Unfortunately the time has come for me to say goodbye to my beloved little dog Rascal. He died this morning (just two weeks after Goofy died).
He went downhill pretty quickly, since Friday. I thought it was the change in temperature that was slowing him down, but he never recovered to his old-self. This weekend I hung out with just him trying to make him comfortable so that he could be somewhat at peace. He gave me one last kiss on Sunday and I knew that he would go soon.
Yesterday was just bad, just a shell of his normal behavior. He couldn't use his hind legs so he'd try to walk and give up. He wouldn't eat anything I offered, no turkey slices, no hamburger. He was drinking water but even I know that you can't survive on water alone. My dad told me that I'd have to consider taking him to the vet, but I really just wanted him to pass away at home where he was comfortable not some foreign vet examination room.
Today I was waiting for my dad to show up so that I could call the vet to set up an appointment but he died before my dad got here. The tears have been on and off since then. When my dad got here I let him know before he walked in and he broke down. Rascal technically was my dog but he was bonded to both my dad and me. It was more emotional since we just did this with Goofy. I know he's not in pain anymore, but he was my constant companion since I was 11. It seemed like he'd just live forever.
After Goofy died my mom and I would reminisce about all the stunts he would pull. Rascal didn't really do anything all that bad, that was more of Goofy's thing to cause trouble.
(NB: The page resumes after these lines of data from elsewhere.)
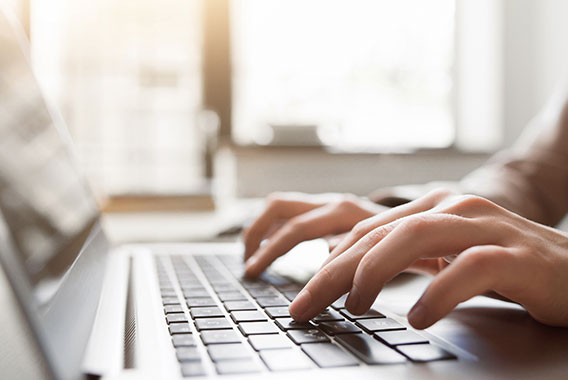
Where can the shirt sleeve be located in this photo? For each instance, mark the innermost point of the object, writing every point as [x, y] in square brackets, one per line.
[530, 178]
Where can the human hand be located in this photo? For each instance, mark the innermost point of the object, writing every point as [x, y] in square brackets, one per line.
[472, 245]
[290, 218]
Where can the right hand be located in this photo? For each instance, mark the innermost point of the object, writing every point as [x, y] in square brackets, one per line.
[290, 218]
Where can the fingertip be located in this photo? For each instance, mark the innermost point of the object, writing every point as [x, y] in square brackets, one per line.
[419, 318]
[300, 306]
[252, 268]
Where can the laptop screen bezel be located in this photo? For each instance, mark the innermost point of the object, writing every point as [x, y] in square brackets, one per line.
[62, 326]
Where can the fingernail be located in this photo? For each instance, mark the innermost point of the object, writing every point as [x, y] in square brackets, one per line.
[250, 263]
[417, 316]
[301, 304]
[353, 299]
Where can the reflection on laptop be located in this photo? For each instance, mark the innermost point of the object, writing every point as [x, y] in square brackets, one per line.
[184, 310]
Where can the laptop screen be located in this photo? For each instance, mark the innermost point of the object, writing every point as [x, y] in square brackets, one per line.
[44, 200]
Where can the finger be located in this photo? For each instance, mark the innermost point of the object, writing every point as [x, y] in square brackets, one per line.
[415, 237]
[416, 206]
[322, 221]
[276, 210]
[328, 284]
[334, 240]
[474, 272]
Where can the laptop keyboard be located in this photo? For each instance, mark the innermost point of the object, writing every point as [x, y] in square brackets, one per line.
[220, 322]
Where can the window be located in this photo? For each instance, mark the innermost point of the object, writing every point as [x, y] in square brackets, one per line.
[127, 77]
[368, 74]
When Rascal was a puppy (and I was still in 6th grade) he got into the bag of puppy food and ate so much that he would cry out in pain if we touched his side. Cue to my mom and I driving to our vet and then being told to go to an emergency clinic in Montclair. Cue to Rascal puking in the back seat on the drive to the vet and feeling all better once he gets examined. All we needed to do was put him in the back seat and rock the car, all better.
Rascal was seriously the best dog I will ever have. No other dog could compare to him. He was the most affectionate dog I have ever met, he was loyal, he knew that I was his mom and would wait by the door for me or lay in my doorway to protect me. He loved when I would treat him to a cup of milk or a slice of cheese.
Now I'm just sad that I have no pets to greet me when I come home. Just an empty house filled with memories.